The Kentucky Statutes also provide that presentment for payment is necessary in order to charge indorsers, except under circumstances not existing in this case. See section 3720b — 70, Carrolls Ky. St. 1930 Ed. None of the notes having matured prior to adjudication, there had been, of course, no presentment or notice of dishonor. These obligations were therefore not such as at the date of the filing of the petition existed as a fixed liability absolutely owing.
It is sought to distinguish the First National Bank Case, above cited, from the present eases upon the fact that in that case the notes sought to be proved were collateral notes ‘indorsed by the bankrupt and attached to other notes owned by claimants to which the bankrupts were not parties. Under our interpretation there made of section 63a of the Bankruptcy Act (11 USCA § 103(a), this difference cannot affect the result. The distinction is not between collateral and direct obligations, but between those which are fixed and absolute, and those which are merely contingent.
A further question arises out of these facts: The several claims were filed and allowed on August 18, 1925. In February, 1926, a dividend of 10 per cent, was paid on each note. On July 25, 1927 (about two and a half months after decision of the First National Bank ease), the trustee filed a petition to re-examine and expunge the several claims upon the ground that upon the date of the adjudication they were not due, and that there was not a fixed liability owing at the time of the filing of the petition in bankruptcy. The answers to these petitions alleged laches, provability under section 63a, and estoppel by reason of delay and payment of dividends. In 5456, 5457, and 5458 the referee sustained the petition to re-examine and was overruled by the District Court. As to the Rutherford claim, it was also urged that a petition for re-examination upon another note in favor of the same claimant had been already adjudicated, and without making any objection to this claim. This petition to expunge was denied by the referee, who was sustained by the District Court. Section 57k of the Bankruptcy Act (11 USCA § 93 (k) provides: “Claims which have been allowed may be reconsidered for cause and reallowed or rejected in whole or in part, according to the equities of the ease, before but not after the estate has been closed.”
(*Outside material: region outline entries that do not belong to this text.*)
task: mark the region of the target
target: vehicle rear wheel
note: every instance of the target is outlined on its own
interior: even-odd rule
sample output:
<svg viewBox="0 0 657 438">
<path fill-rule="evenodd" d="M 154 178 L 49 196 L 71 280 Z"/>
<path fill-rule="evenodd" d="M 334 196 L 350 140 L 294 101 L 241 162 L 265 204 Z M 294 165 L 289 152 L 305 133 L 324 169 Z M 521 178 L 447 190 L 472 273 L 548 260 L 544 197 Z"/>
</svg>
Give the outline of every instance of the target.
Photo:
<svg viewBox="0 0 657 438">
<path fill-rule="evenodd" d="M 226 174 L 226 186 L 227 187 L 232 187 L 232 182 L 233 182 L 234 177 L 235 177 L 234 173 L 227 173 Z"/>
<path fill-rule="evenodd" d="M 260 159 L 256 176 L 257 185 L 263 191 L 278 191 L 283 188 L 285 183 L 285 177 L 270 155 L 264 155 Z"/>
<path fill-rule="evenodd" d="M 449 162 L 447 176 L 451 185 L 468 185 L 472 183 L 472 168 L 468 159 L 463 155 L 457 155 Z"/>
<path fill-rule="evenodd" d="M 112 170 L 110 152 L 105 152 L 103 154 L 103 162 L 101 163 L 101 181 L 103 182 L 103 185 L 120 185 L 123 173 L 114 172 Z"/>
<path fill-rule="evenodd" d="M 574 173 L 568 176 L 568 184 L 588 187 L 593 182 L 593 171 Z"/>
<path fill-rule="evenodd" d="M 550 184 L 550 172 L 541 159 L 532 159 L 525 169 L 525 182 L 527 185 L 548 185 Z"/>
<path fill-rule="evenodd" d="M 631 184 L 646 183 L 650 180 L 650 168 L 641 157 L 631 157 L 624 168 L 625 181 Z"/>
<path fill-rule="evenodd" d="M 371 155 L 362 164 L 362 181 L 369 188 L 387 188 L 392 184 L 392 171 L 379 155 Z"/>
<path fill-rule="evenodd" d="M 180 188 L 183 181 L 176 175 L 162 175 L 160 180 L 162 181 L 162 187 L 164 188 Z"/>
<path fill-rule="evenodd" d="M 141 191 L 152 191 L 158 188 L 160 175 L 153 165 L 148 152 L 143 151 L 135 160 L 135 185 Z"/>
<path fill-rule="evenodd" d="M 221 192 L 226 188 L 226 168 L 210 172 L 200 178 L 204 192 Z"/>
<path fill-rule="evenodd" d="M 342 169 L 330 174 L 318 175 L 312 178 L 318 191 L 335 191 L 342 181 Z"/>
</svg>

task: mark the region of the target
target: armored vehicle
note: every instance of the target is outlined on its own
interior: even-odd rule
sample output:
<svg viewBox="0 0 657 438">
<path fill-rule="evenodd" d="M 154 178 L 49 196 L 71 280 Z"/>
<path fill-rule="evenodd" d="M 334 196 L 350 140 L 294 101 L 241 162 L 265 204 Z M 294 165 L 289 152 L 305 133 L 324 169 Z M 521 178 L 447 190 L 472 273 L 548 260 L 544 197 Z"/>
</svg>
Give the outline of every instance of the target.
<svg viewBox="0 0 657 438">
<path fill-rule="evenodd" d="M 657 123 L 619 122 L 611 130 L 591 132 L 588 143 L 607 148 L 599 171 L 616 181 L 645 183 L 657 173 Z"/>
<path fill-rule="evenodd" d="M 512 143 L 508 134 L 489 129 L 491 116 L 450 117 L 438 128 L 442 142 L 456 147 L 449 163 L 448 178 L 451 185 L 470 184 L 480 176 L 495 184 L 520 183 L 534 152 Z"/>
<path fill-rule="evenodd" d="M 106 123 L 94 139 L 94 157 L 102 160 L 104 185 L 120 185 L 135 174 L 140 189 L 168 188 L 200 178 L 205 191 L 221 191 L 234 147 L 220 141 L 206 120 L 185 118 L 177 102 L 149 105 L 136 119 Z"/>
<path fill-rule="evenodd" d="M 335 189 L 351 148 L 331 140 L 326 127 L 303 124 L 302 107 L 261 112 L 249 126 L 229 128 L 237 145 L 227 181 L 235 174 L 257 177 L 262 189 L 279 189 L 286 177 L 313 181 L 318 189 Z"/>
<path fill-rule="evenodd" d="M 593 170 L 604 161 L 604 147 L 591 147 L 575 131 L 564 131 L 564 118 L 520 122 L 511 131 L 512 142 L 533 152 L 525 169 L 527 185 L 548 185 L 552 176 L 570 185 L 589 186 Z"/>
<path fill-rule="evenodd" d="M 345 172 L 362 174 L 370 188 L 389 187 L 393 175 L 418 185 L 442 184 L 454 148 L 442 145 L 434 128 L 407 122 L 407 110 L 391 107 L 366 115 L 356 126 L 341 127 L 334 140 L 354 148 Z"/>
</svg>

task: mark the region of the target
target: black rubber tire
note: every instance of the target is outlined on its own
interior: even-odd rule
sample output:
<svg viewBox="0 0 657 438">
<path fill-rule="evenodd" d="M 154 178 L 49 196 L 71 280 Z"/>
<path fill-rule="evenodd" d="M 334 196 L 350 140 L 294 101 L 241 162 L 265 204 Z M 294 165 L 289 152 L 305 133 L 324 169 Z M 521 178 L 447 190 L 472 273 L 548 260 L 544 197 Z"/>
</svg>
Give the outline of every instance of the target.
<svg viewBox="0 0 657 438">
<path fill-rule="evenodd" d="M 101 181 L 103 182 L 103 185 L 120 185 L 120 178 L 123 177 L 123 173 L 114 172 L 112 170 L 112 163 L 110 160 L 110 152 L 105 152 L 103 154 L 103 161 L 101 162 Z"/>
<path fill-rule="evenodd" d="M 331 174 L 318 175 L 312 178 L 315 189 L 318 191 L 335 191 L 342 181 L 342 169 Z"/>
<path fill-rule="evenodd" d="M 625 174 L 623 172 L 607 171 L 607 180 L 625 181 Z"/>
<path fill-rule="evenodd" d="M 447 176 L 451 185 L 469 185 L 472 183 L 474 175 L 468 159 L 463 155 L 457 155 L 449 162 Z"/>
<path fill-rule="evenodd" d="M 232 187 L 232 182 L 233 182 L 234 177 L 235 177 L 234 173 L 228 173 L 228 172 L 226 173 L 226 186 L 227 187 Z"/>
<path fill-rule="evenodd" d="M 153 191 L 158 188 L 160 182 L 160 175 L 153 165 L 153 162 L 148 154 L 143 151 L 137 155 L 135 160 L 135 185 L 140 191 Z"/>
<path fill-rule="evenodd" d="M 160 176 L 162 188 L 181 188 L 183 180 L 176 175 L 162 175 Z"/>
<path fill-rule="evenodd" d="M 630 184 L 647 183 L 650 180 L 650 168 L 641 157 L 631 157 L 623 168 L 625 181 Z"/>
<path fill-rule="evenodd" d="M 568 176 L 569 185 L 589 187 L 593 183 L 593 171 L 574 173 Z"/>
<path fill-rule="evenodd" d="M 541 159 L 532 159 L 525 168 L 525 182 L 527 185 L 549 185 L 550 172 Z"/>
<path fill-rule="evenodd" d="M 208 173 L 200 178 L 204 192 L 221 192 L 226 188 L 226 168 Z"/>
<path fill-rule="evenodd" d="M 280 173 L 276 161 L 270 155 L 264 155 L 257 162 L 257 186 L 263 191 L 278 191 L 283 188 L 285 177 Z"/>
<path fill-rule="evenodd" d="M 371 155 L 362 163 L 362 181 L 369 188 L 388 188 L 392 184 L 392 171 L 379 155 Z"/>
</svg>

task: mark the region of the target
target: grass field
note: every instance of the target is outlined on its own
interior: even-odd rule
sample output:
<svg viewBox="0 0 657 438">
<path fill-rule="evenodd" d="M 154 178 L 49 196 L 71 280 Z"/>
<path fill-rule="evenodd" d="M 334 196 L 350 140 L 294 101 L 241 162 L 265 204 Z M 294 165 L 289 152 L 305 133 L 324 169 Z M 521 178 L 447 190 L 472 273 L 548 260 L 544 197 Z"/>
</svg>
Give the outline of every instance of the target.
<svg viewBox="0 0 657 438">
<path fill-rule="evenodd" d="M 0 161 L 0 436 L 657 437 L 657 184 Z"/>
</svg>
We find in the record no evidence of injury, prejudice, or disadvantage to claimants which would make it inequitable to allow the trustee to file his petition for re-examination. In re Star Spring Bed Co. (C. C. A.) 265 F. 133; In re Caledonia Coal Co. (D. C.) 254 F. 742.
In view of the provisions of section 571 of Bankruptcy Act (11 USCA § 93(1), which says: “Whenever a claim shall have been reconsidered and rejected, in whole or in part, upon which a dividend has been paid, the trustee may recover from the creditor the amount of the dividend received upon the claim if rejected in whole, or the proportional part thereof if rejected only in part,” it seems clear that the mere payment of dividend upon a claim cannot operate as an estoppel to a petition later filed to re-examine and expunge.
The orders of the court below are reversed, and the eases remanded for further proceedings in accordance with this opinion.